Technically part of the borough of Manhattan, the island—a popular summer day-trip destination for Big Apple denizens—is home to a National Monument of New York (administered by the National Park Service) and features on numerous New York Harbor cruise itineraries. You can also catch a bird’s-eye glimpse of the island during helicopter tours.
Things to Know Before You Go
Governors Island is car-free, but bikes offer an accessible way to explore the island’s miles of trails.
Leading contemporary artist Rachel Whiteread has a permanent installation on the island—Cabin—located on Discovery Hill.
Free, ranger-led tours are available for both Fort Jay and Castle Williams.
The island has two food courts—Liggett Terrace Food Court and King Avenue Food Court—although visitors are also welcome to bring alcohol-free picnic supplies.
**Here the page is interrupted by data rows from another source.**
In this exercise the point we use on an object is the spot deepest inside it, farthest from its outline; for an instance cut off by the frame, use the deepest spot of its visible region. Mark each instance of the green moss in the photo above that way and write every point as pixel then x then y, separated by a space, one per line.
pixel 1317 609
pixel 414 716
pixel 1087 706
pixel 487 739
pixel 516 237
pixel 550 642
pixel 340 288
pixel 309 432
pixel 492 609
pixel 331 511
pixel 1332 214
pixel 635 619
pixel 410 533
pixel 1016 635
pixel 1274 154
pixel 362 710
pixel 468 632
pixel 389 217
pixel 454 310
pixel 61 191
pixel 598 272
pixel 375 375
Governors Island, including Fort Jay and Castle Williams, are accessible for wheelchair users.
How to Get There
In season, daily ferries to Governors Island depart from Manhattan’s South Street Seaport; weekend ferries also depart regularly from Brooklyn’s Pier 6. Tickets can be purchased for a small fee from booths near the piers. All ferries are wheelchair-accessible and are free to ride on weekends before 12pm.
When to Get There
Governors Island is open to the public from May 1 to October 31 each year. It hosts a number of popular arts and recreational events, including the Jazz Age Lawn Party (a summertime event that invites participants to dress up in 1920s outfits and dance along to live jazz) and the New York City Poetry Festival (held on the last weekend of July).
Other New York Islands
You might not think of island-hopping in New York, but the state has lots of offshore appeal. Check out Rock Island, home to a historic lighthouse; go camping on popular Wellesley Island; visit Singer Castle on the ominously named Dark Island; or learn about US immigration history on well-known Ellis Island.